Cos’è la retinopatia diabetica

La retinopatia diabetica è una complicanza del diabete che danneggia la vascolarizzazione oculare e in particolare della retina.

Ci sono due forme di retinopatia diabetica: quella non proliferativa e quella proliferativa. Quest’ultima in particolare potrebbe portare alla perdita totale della vista di entrambi gli occhi.

Chi è affetto da diabete soffre di un danneggiamento dei capillari generalizzato ma la retina, per la sua particolare conformazione e delicatezza, ne è colpita al punto che può divenire difficile curarla se non presa in tempo.

L’unico modo per prevenirla infatti è quello di sottoporsi a una visita oculistica almeno una volta all’anno, specie se si è diabetici.

La retinopatia diabetica non proliferativa

retinopatiaLa retinopatia diabetica non proliferativa è la forma meno grave di questa patologia, che comunque va verso un processo degenerativo della retina.

Si manifesta con microemorragie, trombosi e minuscoli aneurismi.
Questi fenomeni vascolari di fragilità capillare possono anche portare a una complicanza molto più seria come l’edema della macula.

Si tratta di piccole quantità di colesterolo e lipidi che arrivano fino alla macula attraverso il sangue e sono quelli che provano le microemoraggie. Nella maggior parte dei casi la retinopatia non proliferativa è asintomatica.

Tali fenomeni sono provocati dagli alti livelli di glicemia nel sangue e arrivano a manifestarsi nel tempo, in quanto provocano una trasudazione di liquidi che portano a un gonfiore e possono anche determinare il distacco della retina, quando cioè degenerano in retinopatia diabetica proliferativa.

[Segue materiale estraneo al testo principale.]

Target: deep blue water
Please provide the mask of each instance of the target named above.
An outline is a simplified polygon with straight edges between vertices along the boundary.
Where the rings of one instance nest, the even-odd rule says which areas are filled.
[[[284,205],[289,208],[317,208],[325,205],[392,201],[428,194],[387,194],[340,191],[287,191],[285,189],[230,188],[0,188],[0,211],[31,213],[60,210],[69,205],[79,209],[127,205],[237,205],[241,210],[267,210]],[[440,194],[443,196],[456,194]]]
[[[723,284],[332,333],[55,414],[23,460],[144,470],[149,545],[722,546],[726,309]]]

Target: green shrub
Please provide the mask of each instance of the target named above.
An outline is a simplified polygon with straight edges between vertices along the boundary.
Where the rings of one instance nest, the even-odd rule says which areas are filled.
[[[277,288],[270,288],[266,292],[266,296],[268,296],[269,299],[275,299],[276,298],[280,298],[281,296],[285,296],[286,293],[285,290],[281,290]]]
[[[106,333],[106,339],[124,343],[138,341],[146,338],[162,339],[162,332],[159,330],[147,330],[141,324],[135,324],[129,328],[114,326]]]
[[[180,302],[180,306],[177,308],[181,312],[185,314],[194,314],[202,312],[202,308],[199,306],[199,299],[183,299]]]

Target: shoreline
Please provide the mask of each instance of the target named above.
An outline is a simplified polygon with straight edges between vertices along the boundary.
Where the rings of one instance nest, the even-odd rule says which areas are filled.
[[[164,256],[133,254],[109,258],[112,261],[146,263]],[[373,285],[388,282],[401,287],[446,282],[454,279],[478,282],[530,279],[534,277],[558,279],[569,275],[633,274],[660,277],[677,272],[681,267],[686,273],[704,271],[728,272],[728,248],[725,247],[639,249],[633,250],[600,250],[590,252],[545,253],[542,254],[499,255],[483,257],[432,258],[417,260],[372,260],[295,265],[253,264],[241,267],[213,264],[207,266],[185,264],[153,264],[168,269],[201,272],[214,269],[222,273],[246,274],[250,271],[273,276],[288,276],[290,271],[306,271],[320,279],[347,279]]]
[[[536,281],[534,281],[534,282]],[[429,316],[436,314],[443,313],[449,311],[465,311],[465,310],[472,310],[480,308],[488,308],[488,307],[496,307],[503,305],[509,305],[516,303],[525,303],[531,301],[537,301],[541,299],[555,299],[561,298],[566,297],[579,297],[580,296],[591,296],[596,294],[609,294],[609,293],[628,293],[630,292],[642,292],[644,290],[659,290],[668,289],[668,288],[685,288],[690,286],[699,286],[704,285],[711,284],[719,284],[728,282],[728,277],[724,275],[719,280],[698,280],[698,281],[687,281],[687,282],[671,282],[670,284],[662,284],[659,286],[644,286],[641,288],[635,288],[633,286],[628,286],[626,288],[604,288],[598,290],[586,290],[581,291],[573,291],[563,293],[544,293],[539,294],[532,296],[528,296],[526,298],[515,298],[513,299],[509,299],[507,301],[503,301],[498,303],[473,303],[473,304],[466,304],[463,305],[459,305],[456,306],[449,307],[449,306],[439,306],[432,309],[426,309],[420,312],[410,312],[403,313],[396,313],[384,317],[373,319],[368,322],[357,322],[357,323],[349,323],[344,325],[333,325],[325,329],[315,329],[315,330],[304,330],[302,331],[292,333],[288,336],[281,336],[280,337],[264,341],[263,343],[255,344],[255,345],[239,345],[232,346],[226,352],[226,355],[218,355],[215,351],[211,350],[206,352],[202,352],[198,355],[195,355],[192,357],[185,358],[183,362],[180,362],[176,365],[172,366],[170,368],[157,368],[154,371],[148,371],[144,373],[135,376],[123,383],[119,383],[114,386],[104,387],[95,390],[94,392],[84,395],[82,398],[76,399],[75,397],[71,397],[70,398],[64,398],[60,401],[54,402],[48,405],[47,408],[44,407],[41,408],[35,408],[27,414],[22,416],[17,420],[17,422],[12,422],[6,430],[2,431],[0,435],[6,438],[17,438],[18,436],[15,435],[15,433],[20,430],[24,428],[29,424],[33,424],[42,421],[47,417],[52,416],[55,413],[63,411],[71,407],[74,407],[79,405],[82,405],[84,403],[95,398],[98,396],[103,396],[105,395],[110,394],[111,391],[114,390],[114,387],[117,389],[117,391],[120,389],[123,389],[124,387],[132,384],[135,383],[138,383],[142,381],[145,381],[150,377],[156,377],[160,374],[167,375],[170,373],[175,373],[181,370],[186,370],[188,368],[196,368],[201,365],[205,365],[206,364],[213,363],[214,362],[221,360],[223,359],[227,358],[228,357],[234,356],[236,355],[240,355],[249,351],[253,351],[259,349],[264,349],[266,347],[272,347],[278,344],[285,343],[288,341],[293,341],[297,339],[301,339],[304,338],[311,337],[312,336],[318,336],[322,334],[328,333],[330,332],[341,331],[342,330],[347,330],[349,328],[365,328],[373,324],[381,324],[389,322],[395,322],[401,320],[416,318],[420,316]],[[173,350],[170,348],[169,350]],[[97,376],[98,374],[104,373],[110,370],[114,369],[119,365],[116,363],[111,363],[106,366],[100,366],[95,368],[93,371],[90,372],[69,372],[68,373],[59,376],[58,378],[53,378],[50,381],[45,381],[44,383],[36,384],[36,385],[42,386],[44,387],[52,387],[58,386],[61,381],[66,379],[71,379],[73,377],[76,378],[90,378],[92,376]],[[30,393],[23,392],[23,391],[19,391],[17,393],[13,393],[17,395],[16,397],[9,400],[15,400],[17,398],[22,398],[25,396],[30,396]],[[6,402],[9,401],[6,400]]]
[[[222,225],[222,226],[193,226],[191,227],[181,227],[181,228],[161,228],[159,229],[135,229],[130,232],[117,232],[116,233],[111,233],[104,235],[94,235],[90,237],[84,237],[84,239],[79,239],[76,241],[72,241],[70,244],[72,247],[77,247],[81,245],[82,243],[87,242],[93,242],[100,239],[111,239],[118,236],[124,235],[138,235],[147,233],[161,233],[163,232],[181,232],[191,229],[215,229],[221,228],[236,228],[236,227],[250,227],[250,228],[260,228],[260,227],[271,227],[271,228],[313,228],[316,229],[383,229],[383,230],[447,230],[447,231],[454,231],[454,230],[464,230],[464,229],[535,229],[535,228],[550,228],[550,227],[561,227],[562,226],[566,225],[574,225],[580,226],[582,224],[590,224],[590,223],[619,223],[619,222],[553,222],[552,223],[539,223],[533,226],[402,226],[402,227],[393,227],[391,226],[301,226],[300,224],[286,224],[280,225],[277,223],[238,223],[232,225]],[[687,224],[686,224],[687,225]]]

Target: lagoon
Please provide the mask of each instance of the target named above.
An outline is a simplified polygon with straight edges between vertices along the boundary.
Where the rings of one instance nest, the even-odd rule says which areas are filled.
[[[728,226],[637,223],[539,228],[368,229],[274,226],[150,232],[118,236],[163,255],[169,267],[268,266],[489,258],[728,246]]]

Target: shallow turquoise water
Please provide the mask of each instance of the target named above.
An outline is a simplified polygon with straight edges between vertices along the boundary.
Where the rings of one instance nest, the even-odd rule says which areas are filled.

La retinopatia diabetica proliferativa

Nella fase più grave la retinopatia diabetica, dopo aver dato segnali transitori, comincia a danneggiare i capillari che portano il sangue alla retina.

La rottura dei capillari crea la fuoriuscita di liquidi che vanno a creare un edema cioè un gonfiore provocando un’ischemia della retina.

La definizione di “proliferativa” è dovuta al fatto che l’organismo, per sopperire alla rottura di questi capillari, tende a crearne altri, quindi moltiplicandosi.

Tuttavia sono ancora più fragili e si rompono a loro volta con più velocità.

I danni alla retina sono provocati dall’accumulo di questi liquidi nella parte posteriore dell’occhio (il corpo vitreo).
La retina viene oscurata dagli stessi liquidi che creano uno strato cicatriziale e non può riflettere la luce che attraverso il nervo ottico arriva al cervello come segnale visivo.

La retina viene offuscata fino a perdere la vista anche per la mancanza di apporto di sangue, con la rete di vasi sanguigni che viene meno.

La retinopatia non proliferativa si può manifestare con un offuscamento della vista o con una visione disturbata da puntini neri e striature scure, difficoltà nel vedere con il buio e nel differenziare i colori.

Come si cura la retinopatia diabetica

Se non è a uno stadio grave la retinopatia diabetica può essere curata con la laser terapia, in particolare per il distacco della retina. Nel caso di emorragie invece si preferisce un intervento di vitrectomia. Oltre alle visite periodiche si consiglia di tenere sotto controllo non solo la glicemia ma anche l’ipertensione.